Boy Shoots Gay Classmate In The Head Over Alleged Crush
(Daily Mail) Brandon McInerney was a 14-year-old from a broken home when he was accused of gunning down a gay classmate in front of stunned students at an Oxnard, California middle school in 2008.
Three years later - and six months shy of legally becoming an adult - McInerney is going on trial on first-degree murder and hate crime charges in the killing of 15-year-old Larry King.
If convicted, McInerney faces 53 years to life in prison.
Opening statements are scheduled for today at a Chatsworth courthouse, where the defense will argue for voluntary manslaughter, saying he was young, immature and provoked.
The conflict between the two boys, who both had troubled upbringings, didn’t seem out-of-place for teens coping with adolescence. There were taunts, teasing and on at least one occasion, a scuffle between Larry and McInerney, who purportedly tried to get others to beat up Larry.
The day before the shooting on February 12, 2008, one of McInerney’s friends told authorities that Larry uttered the words ‘I love you’ as he passed McInerney in a hallway, according to court documents filed by prosecutors.

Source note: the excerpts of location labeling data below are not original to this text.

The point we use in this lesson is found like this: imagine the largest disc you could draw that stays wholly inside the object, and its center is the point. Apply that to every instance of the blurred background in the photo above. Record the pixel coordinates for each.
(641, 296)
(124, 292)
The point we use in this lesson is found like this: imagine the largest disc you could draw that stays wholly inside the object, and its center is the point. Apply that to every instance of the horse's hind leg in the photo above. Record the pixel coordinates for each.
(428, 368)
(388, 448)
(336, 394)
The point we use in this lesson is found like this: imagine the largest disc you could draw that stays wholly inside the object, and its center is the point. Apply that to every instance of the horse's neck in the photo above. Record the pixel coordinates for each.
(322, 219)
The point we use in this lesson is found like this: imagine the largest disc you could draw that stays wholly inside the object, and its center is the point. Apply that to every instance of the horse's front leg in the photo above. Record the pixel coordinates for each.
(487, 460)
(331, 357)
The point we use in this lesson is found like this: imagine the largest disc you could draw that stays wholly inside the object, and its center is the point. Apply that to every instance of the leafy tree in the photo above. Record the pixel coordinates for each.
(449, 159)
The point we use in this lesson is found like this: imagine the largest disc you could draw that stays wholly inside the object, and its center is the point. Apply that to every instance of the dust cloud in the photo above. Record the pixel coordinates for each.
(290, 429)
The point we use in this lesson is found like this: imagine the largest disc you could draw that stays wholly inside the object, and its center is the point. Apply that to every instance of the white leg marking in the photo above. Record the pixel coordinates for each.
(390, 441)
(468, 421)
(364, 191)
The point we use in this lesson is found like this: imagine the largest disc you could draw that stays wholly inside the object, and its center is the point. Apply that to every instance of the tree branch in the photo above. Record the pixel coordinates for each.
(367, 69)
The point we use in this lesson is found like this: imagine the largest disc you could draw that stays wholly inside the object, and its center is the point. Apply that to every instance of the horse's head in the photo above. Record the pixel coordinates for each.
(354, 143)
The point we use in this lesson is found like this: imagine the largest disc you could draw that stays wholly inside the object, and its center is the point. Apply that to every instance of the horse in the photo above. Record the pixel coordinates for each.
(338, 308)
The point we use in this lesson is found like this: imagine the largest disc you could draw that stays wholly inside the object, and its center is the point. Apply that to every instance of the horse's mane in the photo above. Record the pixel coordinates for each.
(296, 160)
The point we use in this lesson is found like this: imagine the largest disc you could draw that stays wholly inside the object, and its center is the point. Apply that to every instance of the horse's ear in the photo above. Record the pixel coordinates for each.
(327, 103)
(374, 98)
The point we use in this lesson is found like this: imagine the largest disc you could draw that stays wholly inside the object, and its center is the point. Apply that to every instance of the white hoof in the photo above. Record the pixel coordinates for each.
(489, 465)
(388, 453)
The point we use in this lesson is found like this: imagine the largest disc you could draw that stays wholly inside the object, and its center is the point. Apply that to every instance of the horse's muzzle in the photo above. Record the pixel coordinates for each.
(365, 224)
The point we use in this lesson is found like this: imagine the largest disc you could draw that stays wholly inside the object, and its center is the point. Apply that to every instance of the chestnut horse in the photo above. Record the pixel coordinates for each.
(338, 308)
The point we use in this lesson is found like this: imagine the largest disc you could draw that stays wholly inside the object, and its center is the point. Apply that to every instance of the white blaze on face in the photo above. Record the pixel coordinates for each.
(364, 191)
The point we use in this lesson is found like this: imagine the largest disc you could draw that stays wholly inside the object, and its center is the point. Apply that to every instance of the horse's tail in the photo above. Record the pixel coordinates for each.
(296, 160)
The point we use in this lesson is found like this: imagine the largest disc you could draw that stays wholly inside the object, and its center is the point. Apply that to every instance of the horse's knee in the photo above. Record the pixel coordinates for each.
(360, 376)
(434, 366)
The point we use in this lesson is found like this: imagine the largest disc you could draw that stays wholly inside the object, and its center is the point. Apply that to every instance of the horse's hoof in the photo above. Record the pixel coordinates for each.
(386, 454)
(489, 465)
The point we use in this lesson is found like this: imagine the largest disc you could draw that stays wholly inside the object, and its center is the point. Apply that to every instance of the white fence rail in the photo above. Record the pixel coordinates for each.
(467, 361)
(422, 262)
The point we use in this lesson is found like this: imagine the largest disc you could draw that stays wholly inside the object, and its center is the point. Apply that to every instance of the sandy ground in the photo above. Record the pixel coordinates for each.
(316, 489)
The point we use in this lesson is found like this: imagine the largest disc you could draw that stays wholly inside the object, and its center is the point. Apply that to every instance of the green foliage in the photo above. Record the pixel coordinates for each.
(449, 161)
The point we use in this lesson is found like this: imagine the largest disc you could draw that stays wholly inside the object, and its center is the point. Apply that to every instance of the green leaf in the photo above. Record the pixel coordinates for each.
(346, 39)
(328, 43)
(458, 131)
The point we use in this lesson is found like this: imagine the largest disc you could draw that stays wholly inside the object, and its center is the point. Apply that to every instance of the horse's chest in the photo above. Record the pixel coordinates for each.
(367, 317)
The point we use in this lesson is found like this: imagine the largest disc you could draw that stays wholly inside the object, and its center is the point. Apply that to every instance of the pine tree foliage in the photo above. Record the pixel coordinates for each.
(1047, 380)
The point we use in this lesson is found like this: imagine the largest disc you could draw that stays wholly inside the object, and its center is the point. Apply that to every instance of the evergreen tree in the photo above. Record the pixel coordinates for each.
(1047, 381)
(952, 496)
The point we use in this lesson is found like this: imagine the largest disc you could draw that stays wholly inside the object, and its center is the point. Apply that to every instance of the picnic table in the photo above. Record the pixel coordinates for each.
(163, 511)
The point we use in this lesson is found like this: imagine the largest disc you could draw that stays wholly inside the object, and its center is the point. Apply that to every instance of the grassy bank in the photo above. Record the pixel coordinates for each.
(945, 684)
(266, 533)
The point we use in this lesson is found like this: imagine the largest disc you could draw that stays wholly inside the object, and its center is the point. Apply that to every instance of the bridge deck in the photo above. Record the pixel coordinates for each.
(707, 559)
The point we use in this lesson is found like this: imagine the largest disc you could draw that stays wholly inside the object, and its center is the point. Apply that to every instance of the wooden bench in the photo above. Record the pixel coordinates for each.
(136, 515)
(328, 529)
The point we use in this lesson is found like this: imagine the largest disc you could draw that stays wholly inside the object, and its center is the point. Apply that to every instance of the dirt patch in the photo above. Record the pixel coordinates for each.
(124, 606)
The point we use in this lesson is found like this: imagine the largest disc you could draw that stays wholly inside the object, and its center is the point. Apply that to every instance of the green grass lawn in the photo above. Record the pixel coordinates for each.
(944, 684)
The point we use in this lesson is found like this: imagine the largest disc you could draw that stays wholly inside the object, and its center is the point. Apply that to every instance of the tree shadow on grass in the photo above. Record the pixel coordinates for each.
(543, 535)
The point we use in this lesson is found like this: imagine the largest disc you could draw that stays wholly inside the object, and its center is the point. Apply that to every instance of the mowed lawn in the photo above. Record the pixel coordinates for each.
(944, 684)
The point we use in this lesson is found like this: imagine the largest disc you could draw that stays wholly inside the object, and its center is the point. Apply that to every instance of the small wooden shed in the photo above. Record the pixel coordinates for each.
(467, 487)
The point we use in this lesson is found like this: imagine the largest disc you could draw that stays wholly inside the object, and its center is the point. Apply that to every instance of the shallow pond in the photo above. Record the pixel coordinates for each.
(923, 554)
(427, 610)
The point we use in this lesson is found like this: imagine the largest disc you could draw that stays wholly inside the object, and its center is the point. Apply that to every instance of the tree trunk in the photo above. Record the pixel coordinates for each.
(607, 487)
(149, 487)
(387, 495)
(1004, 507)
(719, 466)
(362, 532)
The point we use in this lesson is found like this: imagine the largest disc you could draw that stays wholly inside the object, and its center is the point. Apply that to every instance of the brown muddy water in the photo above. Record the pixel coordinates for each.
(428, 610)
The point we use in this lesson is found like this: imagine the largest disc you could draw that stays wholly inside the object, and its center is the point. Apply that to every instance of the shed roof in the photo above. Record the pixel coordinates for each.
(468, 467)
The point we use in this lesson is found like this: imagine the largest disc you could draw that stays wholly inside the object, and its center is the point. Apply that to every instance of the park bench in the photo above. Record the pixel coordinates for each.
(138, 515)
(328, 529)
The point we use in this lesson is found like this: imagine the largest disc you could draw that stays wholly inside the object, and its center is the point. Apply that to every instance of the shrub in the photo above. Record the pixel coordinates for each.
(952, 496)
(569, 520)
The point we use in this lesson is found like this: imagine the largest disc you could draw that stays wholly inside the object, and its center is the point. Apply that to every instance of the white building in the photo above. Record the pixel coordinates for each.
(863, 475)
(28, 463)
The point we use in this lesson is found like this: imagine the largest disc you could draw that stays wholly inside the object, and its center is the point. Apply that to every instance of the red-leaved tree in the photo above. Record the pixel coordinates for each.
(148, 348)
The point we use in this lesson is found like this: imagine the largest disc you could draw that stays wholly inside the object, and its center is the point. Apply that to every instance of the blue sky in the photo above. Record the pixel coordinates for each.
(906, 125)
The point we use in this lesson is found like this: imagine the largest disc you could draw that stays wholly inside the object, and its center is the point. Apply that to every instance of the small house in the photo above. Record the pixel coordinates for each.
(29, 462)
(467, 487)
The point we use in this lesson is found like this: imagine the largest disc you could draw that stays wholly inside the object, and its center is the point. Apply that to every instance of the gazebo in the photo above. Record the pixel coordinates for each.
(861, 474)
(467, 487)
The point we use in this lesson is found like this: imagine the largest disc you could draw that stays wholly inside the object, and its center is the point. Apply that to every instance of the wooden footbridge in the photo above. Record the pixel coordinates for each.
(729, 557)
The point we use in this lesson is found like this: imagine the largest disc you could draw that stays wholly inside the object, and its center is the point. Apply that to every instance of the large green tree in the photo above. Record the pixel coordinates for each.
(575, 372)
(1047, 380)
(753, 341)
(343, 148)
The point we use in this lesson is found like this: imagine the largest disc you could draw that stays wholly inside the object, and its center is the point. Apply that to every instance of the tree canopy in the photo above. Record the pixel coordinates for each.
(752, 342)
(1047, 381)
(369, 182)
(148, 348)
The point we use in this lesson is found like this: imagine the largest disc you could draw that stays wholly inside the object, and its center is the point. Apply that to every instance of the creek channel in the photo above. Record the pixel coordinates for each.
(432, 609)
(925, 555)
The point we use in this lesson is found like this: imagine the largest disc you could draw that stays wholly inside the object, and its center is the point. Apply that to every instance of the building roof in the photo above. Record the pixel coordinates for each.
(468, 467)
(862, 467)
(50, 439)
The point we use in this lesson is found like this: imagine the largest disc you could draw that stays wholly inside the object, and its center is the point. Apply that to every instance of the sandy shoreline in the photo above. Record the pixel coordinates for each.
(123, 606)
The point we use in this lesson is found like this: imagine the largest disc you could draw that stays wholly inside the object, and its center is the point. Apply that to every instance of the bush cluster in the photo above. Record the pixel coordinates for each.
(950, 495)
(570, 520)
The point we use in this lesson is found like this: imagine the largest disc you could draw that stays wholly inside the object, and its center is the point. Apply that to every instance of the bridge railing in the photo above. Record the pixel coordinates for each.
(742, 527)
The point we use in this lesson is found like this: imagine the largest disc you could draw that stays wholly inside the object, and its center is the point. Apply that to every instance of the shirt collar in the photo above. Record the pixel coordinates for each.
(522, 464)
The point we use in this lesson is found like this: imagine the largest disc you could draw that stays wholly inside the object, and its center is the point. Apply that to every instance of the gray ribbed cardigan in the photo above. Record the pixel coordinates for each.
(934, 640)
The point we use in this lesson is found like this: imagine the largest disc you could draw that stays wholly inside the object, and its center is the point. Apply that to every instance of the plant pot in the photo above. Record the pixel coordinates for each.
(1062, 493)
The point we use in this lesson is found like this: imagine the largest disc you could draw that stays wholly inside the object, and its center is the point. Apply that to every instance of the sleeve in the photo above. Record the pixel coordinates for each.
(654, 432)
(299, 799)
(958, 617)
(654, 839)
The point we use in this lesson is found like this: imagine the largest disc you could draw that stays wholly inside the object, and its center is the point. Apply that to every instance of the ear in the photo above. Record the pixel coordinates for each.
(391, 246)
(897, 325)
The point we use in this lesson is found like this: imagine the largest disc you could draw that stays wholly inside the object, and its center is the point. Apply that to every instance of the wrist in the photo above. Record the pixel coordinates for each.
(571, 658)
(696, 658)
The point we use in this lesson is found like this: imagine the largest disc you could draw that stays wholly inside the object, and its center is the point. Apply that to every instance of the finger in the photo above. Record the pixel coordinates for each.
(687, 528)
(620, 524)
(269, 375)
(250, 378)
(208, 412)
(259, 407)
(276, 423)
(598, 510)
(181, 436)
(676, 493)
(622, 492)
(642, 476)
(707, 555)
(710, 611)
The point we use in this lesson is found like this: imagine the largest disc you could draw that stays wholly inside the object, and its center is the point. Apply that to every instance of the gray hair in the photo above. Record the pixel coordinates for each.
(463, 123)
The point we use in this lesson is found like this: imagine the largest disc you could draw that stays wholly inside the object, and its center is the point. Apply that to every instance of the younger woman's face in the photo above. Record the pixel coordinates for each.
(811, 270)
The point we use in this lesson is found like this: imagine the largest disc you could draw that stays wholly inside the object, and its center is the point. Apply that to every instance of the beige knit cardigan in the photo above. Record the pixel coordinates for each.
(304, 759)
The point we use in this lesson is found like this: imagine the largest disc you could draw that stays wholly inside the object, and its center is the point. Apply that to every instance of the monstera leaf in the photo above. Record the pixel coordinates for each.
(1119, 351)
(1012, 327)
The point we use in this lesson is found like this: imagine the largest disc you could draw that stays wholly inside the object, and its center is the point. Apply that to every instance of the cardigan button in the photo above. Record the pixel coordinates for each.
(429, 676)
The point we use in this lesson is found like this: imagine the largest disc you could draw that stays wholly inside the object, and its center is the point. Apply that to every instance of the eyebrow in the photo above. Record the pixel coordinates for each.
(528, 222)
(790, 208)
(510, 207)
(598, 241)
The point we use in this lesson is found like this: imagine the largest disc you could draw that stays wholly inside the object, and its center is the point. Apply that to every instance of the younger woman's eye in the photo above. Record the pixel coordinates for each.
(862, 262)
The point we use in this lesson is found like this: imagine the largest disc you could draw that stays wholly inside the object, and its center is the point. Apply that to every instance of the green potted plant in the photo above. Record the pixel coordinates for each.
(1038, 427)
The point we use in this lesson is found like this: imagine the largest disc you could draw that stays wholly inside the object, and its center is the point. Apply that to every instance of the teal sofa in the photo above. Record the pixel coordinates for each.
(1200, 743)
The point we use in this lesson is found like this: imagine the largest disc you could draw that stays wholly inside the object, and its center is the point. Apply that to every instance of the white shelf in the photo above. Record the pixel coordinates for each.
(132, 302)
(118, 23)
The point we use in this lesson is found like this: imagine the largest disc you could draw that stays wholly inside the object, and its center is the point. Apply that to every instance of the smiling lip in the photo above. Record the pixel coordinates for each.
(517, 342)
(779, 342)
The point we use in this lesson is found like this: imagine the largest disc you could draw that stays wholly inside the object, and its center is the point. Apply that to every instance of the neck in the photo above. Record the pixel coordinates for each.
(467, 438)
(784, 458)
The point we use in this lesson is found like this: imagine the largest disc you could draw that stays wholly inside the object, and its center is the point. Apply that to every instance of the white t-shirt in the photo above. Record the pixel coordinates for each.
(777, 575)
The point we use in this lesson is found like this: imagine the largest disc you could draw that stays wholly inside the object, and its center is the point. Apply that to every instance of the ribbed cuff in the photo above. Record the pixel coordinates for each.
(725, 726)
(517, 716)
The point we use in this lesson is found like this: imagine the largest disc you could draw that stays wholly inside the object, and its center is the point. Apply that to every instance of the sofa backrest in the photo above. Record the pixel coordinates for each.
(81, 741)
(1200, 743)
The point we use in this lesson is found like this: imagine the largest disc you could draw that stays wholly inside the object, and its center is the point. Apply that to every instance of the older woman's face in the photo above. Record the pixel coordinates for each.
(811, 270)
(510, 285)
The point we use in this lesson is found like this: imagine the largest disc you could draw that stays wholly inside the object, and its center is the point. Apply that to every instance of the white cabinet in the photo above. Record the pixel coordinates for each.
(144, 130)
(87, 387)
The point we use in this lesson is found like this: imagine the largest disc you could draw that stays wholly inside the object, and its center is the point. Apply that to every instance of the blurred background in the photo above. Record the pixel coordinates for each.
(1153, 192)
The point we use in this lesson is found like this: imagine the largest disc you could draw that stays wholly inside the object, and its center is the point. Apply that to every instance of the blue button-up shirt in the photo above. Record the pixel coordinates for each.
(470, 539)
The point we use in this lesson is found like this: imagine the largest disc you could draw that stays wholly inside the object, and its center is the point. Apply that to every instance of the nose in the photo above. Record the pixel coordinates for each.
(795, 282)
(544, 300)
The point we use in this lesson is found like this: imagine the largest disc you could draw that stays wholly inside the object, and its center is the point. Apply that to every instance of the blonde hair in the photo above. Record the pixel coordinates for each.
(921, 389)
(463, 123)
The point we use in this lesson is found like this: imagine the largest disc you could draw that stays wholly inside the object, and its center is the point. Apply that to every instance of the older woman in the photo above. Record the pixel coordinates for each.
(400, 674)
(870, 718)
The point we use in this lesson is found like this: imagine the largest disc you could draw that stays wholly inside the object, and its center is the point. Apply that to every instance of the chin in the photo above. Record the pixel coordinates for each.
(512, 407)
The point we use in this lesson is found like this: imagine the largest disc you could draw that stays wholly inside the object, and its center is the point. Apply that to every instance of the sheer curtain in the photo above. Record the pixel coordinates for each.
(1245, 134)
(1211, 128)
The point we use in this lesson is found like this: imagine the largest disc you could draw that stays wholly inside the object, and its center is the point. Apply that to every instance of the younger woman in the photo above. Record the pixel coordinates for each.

The friend said McInerney told him he was ‘going to get a gun and shoot (Larry),’ according to court papers. One of Larry’s friends claimed McInerney told her, ‘Say goodbye to your friend Larry, because you’re never going to see him again.’
The following day, as the boys sat in a computer lab, McInerney drew a .22-caliber gun from his sweatshirt and shot Larry in the back of the head.
Prosecutor Maeve Fox wrote in court documents McInerney ‘then stood up as Larry collapsed to the floor, looked around at his astonished classmates and delivered a second coup-de-grace shot into the back of Larry’s head.’
White supremacist materials were found in McInerney’s bedroom, including books and drawings of swastikas.
At a preliminary hearing last year, a police detective testified that Larry’s sexuality was an affront to McInerney’s ideology, and was probably the motive for the crime.
McInerney has pleaded not guilty to murder, lying in wait and a hate crime.
Larry, who told some people he was gay, lived at a center for abused and neglected children in the months before his death. Girls used him as a pawn to clear a table of boys at lunch, according to prosecutors. When Larry asked to sit with them, the boys got up and sometimes called him derogatory names.
McInerney came from an abusive household where his father, William McInerney, was sentenced for battery against his mother in 2000. William McInerney also was accused of shooting her in the elbow several months before his son was born.
He died in March 2009 of blunt-force head trauma at his home. The coroner ruled his death was accidental.
Larry’s death has roiled gay-rights advocates and parents in Oxnard, a city about 60 miles northwest of Los Angeles.
They wondered why school officials hadn’t done more to stop the harassment toward Larry by students, including McInerney. Larry’s family sued the school district, among two dozen defendants, for failing to protect the teenager.
Vigils have been held in his memory across the nation, and thousands of comments were left on internet sites dedicated to him in the weeks following the shooting.
Mr Lyon said the tragedy could foster discussion between adults and children about intolerance.
‘This kind of case is something students can discuss to deal with prejudices and alleviate them,’ he said.
Wippert and co-counsel Robyn Bramson say McInerney client doesn’t deny the killing but that he lacked maturity as a 14-year-old to deal with King’s advances.
Bramson said last week outside the courthouse, where jury selection was underway, he shot King ‘in the heat of passion caused by the intense emotional state between these two boys at school.’
While McInerney will be tried as an adult because of the gravity of the alleged crime, some legal experts said the panel could be more lenient because of his youth.